As some of my previous blog posts and work have explained, I’m not a huge proponent of the Certificate Authority model, but if you’re going to do it you should do it right. If not, you might as well start trusting self-signed certificates in the browser. A certificate is only valid if you can validate all the certifications all the way up to one that you trust, including things like expiration date and the general authenticity of each signing certificate.

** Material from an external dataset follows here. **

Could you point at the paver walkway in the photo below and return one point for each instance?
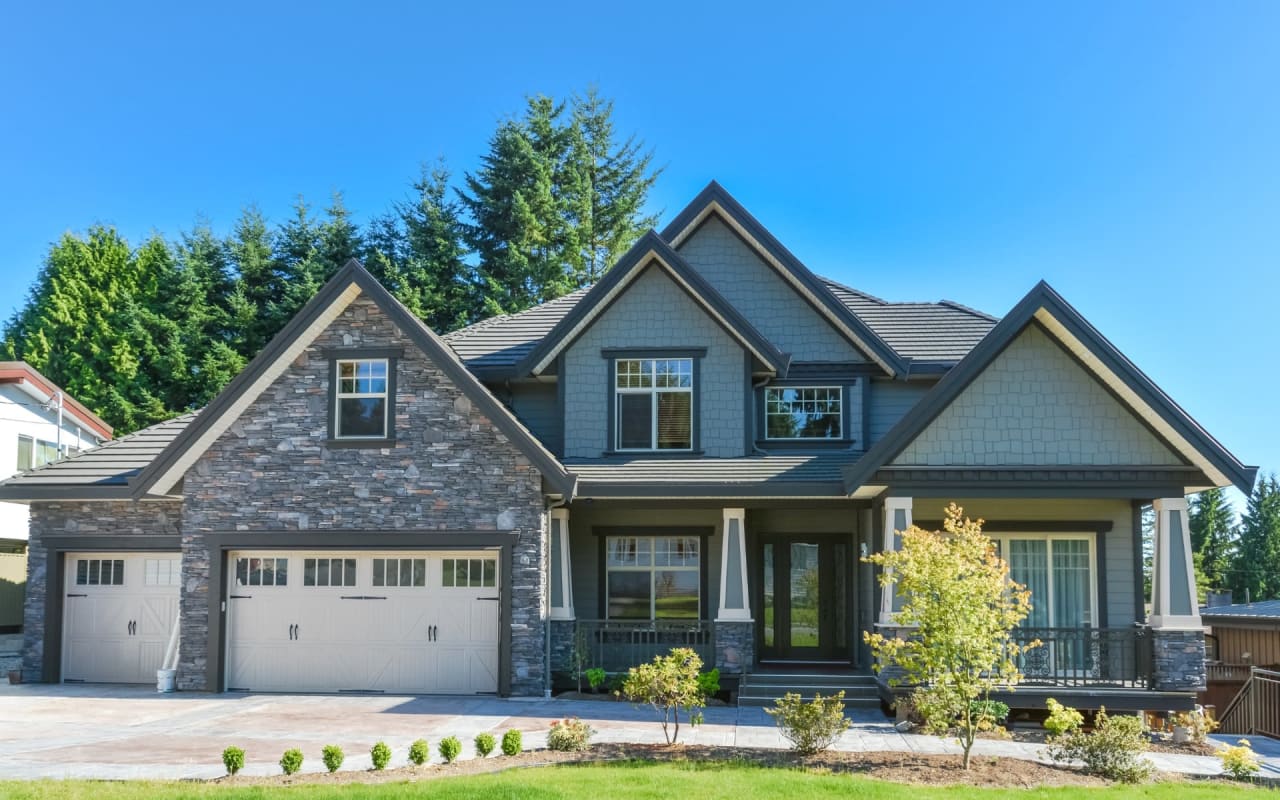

Back to the (growing tired and old) analogy, a stranger walks up to you on the street and tells you his friend Eve is a great safecracker. Why would you trust Eve? You wouldn’t. (Unknown chain.) Or what about the same from your friend Pedro you haven’t seen in 15 years? Even though he’s never done you wrong, some time might cause your trust to expire. (Expired signing certificate.)

Hope that helped

I’m a bit curious if our problem was unique, or if a lot of sites are blowing up because they weren’t configured in a way that worked with the newest versions of Firefox. If you encountered this problem, or a similar one that wasn’t directly related to EC2, please shoot me an email.

Grant

Addendum

A co-worker found this article from 2012, or almost 2 and 1/2 years ago!

Pertinent lines:

Don’t be fooled by the AWS dialog, the certificate chain isn’t really optional when your ELB is talking directly to a browser. The certificate chain is the part that verifies that fully verifies which certificate authority issued the certificate and therefore whether or not the browser can trust that the domain certificate is valid. Different browsers handle things in different ways, but if you are missing the certificate chain and firefox, you get a pretty scary warning page.

Doh!